Just how did six Scotsmen come to record the funkiest slice of jazzy soul this side of James Brown and turn it platinum on both sides of the Atlantic? Thirty-five years later and AWB’s entire 70s canon has been lovingly re-released. John Medd talks to guitarist and vocalist Hamish Stuart about The White Band (who were anything but Average).
The story behind Pick Up The Pieces, AWB’s1975 Billboard topping monster single, goes back to a time of sweaty Glasgow jazz clubs in the late 60s where guitarists Hamish Stuart and Onnie McIntyre first met. With the explosion of Motown, Stax and Atlantic one club in particular, The Picasso, was a breeding ground for raw Scottish talent – Maggie Bell and Frankie Miller to name but two – together with Stuart and McIntyre, would not only be soaking up these new sounds but trying out new material of their own. A little further north, in Perth, Alan Gorrie was forming a little R&B club where his regulars included drummer Robbie McIntosh and a young horn section from Dundee Art College, Roger Ball and Malcolm (Molly) Duncan – later christened The Dundee Horns by Maggie Bell.
Fast forward to London1970 and Messrs Stuart, McIntyre, Gorrie, McIntosh, Ball and Duncan are all much in demand session men, but working separately; Island studios hire them collectively where they become the house band, most notably backing Johnny Nash on I Can See Clearly Now.
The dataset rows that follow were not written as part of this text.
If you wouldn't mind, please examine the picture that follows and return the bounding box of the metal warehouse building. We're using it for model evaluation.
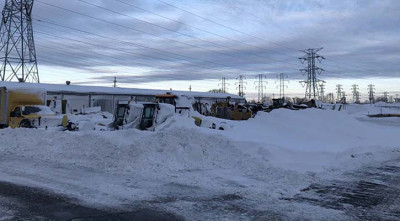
[0,82,245,113]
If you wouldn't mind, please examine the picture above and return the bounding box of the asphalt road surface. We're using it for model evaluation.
[0,182,183,221]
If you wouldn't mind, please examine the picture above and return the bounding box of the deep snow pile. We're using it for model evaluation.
[0,109,400,219]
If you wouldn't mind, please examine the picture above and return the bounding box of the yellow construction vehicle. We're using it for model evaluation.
[0,87,73,129]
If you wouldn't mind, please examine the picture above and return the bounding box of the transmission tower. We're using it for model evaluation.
[352,84,361,104]
[0,0,39,83]
[218,77,229,94]
[254,74,267,103]
[368,84,375,104]
[276,73,289,100]
[319,81,325,101]
[236,75,247,97]
[326,93,335,104]
[383,91,389,103]
[336,84,344,101]
[299,48,325,99]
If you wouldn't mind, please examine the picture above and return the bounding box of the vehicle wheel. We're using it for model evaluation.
[19,120,32,128]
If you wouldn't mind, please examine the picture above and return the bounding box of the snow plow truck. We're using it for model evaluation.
[0,87,74,130]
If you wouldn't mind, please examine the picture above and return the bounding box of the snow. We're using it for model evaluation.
[0,102,400,220]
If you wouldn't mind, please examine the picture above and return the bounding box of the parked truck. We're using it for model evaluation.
[0,87,73,129]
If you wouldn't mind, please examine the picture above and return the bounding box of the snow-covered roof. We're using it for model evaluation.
[0,81,244,99]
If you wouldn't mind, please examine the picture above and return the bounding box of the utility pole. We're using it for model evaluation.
[276,73,289,100]
[0,0,39,83]
[299,48,325,99]
[336,84,344,101]
[352,84,361,104]
[254,74,267,103]
[236,75,247,97]
[218,77,229,94]
[368,84,375,104]
[114,77,117,87]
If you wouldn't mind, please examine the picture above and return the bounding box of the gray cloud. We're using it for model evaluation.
[0,0,400,93]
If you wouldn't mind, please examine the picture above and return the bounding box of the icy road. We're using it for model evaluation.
[0,107,400,220]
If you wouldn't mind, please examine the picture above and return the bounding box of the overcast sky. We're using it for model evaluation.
[1,0,400,97]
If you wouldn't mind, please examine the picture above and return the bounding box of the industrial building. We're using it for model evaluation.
[0,82,245,114]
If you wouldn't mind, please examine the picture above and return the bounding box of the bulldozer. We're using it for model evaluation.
[211,97,252,120]
[112,102,166,130]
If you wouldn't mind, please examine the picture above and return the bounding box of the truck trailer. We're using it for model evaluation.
[0,87,69,128]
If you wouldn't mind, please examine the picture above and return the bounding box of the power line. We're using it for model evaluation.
[218,77,229,94]
[115,0,298,60]
[157,0,298,51]
[78,0,304,65]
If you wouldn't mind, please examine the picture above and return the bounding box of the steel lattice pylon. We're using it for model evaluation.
[0,0,39,83]
[299,48,325,99]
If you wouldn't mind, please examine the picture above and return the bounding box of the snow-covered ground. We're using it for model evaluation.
[0,105,400,220]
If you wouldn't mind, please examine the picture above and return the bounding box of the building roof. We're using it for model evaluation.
[0,81,244,99]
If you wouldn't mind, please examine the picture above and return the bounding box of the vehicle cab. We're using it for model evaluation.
[9,105,61,128]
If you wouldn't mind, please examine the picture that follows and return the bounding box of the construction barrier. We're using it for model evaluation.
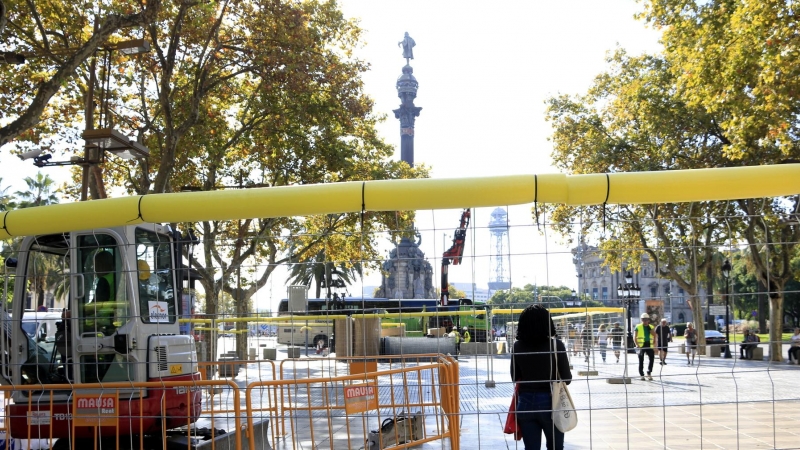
[0,377,244,450]
[245,354,459,449]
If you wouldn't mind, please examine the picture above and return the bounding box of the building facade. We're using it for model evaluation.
[572,243,707,324]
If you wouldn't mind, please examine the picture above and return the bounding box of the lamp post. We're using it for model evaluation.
[617,270,642,353]
[722,259,731,358]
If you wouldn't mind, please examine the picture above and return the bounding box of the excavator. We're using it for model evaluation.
[431,209,491,342]
[439,208,472,306]
[0,224,201,449]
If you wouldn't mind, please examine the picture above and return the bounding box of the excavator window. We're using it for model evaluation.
[14,235,69,384]
[77,234,130,336]
[136,228,177,324]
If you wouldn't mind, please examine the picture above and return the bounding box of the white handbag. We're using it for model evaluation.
[550,339,578,433]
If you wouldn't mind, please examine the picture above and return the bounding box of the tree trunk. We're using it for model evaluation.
[758,280,767,334]
[689,295,706,355]
[203,285,219,380]
[236,289,250,360]
[769,296,783,362]
[706,264,717,330]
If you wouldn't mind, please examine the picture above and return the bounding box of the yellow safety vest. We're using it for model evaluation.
[636,323,653,348]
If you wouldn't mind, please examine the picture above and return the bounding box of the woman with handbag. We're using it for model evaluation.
[511,304,577,450]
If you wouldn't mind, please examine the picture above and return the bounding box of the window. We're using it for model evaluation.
[136,228,177,323]
[73,234,129,336]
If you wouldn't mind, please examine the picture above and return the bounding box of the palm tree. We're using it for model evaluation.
[16,172,58,208]
[0,177,17,212]
[286,251,361,298]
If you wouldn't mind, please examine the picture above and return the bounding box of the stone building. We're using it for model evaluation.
[375,237,436,298]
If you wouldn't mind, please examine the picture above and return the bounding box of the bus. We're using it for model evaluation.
[277,297,439,348]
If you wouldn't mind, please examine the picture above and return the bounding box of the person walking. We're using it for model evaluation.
[581,322,593,362]
[450,327,461,353]
[511,304,572,450]
[611,322,625,363]
[683,322,697,366]
[633,313,656,381]
[739,330,761,359]
[656,319,672,366]
[789,328,800,364]
[597,324,608,362]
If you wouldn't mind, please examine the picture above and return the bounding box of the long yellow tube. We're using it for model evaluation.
[0,164,800,239]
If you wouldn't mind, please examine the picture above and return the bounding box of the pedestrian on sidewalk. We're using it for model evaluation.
[597,324,608,362]
[611,322,625,363]
[511,304,572,450]
[739,330,761,359]
[633,313,656,381]
[683,322,697,366]
[789,328,800,364]
[656,319,672,366]
[581,322,594,362]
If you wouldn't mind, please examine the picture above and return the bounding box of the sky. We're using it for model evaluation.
[0,0,661,309]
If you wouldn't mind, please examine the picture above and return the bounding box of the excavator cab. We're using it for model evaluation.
[0,224,200,439]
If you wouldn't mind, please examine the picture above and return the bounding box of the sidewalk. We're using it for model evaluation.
[460,344,800,450]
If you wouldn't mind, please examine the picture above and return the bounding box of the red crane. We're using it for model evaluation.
[439,208,471,306]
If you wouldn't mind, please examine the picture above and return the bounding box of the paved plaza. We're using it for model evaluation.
[268,342,800,450]
[6,340,800,450]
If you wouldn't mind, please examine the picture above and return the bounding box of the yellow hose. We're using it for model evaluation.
[0,164,800,239]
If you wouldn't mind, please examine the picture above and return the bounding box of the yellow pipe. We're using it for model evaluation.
[0,164,800,239]
[217,308,482,325]
[492,306,625,316]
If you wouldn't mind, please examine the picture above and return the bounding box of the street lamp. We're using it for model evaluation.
[722,259,731,358]
[617,270,642,353]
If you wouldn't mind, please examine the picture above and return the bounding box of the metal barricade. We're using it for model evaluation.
[245,355,459,450]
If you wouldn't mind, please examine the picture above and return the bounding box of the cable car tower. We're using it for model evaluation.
[489,208,511,297]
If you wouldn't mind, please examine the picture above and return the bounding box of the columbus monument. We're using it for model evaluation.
[393,32,422,167]
[375,33,436,298]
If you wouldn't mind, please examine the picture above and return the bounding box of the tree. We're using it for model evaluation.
[0,177,17,212]
[642,0,800,361]
[3,0,426,362]
[545,50,731,350]
[109,0,425,358]
[16,172,58,208]
[287,252,361,298]
[489,284,572,308]
[0,0,161,147]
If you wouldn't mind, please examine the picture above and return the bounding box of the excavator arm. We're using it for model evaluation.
[439,208,472,306]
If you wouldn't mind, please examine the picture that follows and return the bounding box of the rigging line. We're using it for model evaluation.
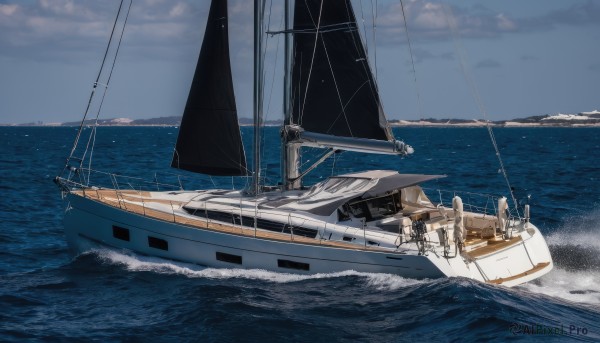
[360,0,369,56]
[443,5,521,217]
[367,0,377,82]
[326,80,370,132]
[81,0,133,184]
[61,0,124,174]
[298,0,324,125]
[261,0,283,185]
[400,0,423,118]
[346,2,394,140]
[321,29,354,137]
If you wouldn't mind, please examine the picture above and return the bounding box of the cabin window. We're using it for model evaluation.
[277,260,310,270]
[217,251,242,264]
[113,225,129,242]
[183,207,319,238]
[348,192,402,221]
[148,236,169,251]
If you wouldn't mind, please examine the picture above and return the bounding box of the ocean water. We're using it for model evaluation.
[0,127,600,342]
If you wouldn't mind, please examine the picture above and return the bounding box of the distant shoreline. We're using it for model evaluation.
[0,121,600,128]
[0,110,600,128]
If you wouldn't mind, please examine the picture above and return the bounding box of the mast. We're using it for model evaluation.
[251,0,263,195]
[281,0,302,189]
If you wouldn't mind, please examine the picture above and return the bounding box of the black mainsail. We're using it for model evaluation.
[291,0,393,141]
[171,0,248,176]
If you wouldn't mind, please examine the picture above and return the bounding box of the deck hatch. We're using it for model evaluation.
[217,251,242,264]
[277,260,310,270]
[113,225,129,242]
[148,236,169,251]
[183,207,319,238]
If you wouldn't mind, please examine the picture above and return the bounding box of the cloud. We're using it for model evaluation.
[365,0,600,44]
[520,55,540,61]
[0,0,207,63]
[377,0,518,43]
[475,59,502,68]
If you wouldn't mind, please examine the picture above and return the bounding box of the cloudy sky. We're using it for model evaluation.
[0,0,600,123]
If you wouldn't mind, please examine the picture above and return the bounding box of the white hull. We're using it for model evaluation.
[65,183,552,286]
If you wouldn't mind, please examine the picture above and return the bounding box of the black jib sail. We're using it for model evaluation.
[171,0,248,176]
[291,0,393,140]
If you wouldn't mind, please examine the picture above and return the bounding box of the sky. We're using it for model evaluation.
[0,0,600,124]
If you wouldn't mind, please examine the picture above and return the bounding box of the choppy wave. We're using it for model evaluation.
[87,248,429,290]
I ask Stuart who their influences were around that time. ‘We were all listening to The Isley Brothers, Stevie Wonder, Bill Withers: all artists who were pushing back the soul boundaries. And, of course, not forgetting James Brown! Then Donnie Hathaway’s live album came out; it had a great vibe with a small rhythm section. Perfect.’
By 1972 the sextet found a name for themselves (courtesy of a British diplomat friend of the band’s whose oft used catchphrase ‘too much for the average white man’ struck a chord) and were drafted in to play the, now infamous, Lincoln Music Festival. Six months later and they opened for Eric Clapton’s legendary comeback gig at London’s Rainbow Theatre; such was their performance they were signed by MCA immediately and in 1973 their first long player, Show Your Hand, was released to critical acclaim.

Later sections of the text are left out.